In [None]:
import numpy as np
import matplotlib.pyplot as plt

# Set random seed for reproducibility
np.random.seed(42)

class LSTM:
    def __init__(self, input_size, hidden_size, output_size, learning_rate=0.01):
        """
        Initialize an LSTM network from scratch

        Parameters:
        -----------
        input_size : int
            Size of the input features
        hidden_size : int
            Size of the hidden state
        output_size : int
            Size of the output
        learning_rate : float
            Learning rate for gradient descent
        """
        self.input_size = input_size
        self.hidden_size = hidden_size
        self.output_size = output_size
        self.learning_rate = learning_rate

        # Initialize weights for the forget gate
        self.Wf = np.random.randn(hidden_size, hidden_size + input_size) * 0.01
        self.bf = np.zeros((hidden_size, 1))

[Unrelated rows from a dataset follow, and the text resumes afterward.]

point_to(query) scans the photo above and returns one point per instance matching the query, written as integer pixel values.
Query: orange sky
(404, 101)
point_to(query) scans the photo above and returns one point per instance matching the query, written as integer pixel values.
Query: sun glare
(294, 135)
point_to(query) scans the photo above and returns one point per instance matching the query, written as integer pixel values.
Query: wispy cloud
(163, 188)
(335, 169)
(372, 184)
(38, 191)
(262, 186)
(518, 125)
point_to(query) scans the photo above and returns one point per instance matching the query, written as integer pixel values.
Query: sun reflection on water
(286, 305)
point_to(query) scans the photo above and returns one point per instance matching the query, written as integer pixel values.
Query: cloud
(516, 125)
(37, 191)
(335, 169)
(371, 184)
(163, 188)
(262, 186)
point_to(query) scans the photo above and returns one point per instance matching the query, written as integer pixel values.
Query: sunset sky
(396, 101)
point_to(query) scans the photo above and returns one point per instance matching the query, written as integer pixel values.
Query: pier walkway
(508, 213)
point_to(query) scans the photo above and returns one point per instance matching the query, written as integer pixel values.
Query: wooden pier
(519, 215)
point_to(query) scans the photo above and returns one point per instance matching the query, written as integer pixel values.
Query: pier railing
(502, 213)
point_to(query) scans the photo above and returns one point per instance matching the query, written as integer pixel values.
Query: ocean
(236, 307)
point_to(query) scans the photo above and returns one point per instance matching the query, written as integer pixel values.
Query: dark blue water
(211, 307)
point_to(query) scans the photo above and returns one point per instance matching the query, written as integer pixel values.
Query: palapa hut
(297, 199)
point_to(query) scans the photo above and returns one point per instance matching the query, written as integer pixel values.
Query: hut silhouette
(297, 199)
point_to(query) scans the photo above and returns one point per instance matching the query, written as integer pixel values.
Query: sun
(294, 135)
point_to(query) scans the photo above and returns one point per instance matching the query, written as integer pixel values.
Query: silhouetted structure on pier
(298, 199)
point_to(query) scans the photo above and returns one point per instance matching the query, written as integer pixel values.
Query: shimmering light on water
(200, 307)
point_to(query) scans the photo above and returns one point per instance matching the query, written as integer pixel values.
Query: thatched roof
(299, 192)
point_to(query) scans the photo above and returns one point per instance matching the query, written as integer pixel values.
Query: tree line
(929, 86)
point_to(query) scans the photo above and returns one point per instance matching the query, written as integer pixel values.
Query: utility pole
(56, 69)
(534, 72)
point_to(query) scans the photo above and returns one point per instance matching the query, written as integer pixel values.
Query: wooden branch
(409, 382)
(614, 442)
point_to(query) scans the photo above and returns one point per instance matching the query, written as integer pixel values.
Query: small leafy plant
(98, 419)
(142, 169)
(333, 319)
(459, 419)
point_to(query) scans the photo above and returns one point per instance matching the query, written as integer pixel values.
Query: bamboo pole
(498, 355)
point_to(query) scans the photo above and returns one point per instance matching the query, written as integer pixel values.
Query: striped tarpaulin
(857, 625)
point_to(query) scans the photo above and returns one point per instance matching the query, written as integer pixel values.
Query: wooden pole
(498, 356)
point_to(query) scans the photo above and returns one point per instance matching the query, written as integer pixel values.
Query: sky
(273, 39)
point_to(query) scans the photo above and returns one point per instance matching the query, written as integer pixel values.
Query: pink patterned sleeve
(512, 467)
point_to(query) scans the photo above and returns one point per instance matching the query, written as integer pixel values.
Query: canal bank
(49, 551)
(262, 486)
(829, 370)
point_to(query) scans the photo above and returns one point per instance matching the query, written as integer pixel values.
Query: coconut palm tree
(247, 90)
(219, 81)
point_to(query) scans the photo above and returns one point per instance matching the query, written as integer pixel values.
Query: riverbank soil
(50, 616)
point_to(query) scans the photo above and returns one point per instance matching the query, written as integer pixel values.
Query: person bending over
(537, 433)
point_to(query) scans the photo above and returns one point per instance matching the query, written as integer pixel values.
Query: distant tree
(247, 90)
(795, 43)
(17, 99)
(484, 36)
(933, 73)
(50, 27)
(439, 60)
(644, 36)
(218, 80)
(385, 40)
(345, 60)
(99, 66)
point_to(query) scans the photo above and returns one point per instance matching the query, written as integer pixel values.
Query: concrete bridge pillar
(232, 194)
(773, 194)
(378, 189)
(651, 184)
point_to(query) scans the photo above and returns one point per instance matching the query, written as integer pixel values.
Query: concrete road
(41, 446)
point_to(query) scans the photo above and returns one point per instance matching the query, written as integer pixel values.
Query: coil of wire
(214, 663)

        # Initialize weights for the input gate
        self.Wi = np.random.randn(hidden_size, hidden_size + input_size) * 0.01
        self.bi = np.zeros((hidden_size, 1))

        # Initialize weights for the cell gate (candidate values)
        self.Wc = np.random.randn(hidden_size, hidden_size + input_size) * 0.01
        self.bc = np.zeros((hidden_size, 1))

        # Initialize weights for the output gate
        self.Wo = np.random.randn(hidden_size, hidden_size + input_size) * 0.01
        self.bo = np.zeros((hidden_size, 1))

        # Initialize weights for the output layer
        self.Wy = np.random.randn(output_size, hidden_size) * 0.01
        self.by = np.zeros((output_size, 1))

    def sigmoid(self, x):
        """Sigmoid activation function"""
        return 1 / (1 + np.exp(-np.clip(x, -15, 15)))  # Clip to avoid overflow

    def forward(self, inputs):
        """
        Forward pass through the LSTM

        Parameters:
        -----------
        inputs : list of numpy arrays
            List of input vectors for each time step

        Returns:
        --------
        h_states : list of numpy arrays
            List of hidden states for each time step
        outputs : list of numpy arrays
            List of output vectors for each time step
        """
        # Store inputs for backpropagation
        self.inputs = inputs
        T = len(inputs)  # Number of time steps

        # Initialize lists to store states and gates
        self.f_gates = []  # Forget gates
        self.i_gates = []  # Input gates
        self.c_tildes = []  # Candidate cell states
        self.o_gates = []  # Output gates
        self.c_states = []  # Cell states
        self.h_states = []  # Hidden states
        outputs = []  # Outputs

        # Initialize the first hidden state and cell state with zeros
        h_prev = np.zeros((self.hidden_size, 1))
        c_prev = np.zeros((self.hidden_size, 1))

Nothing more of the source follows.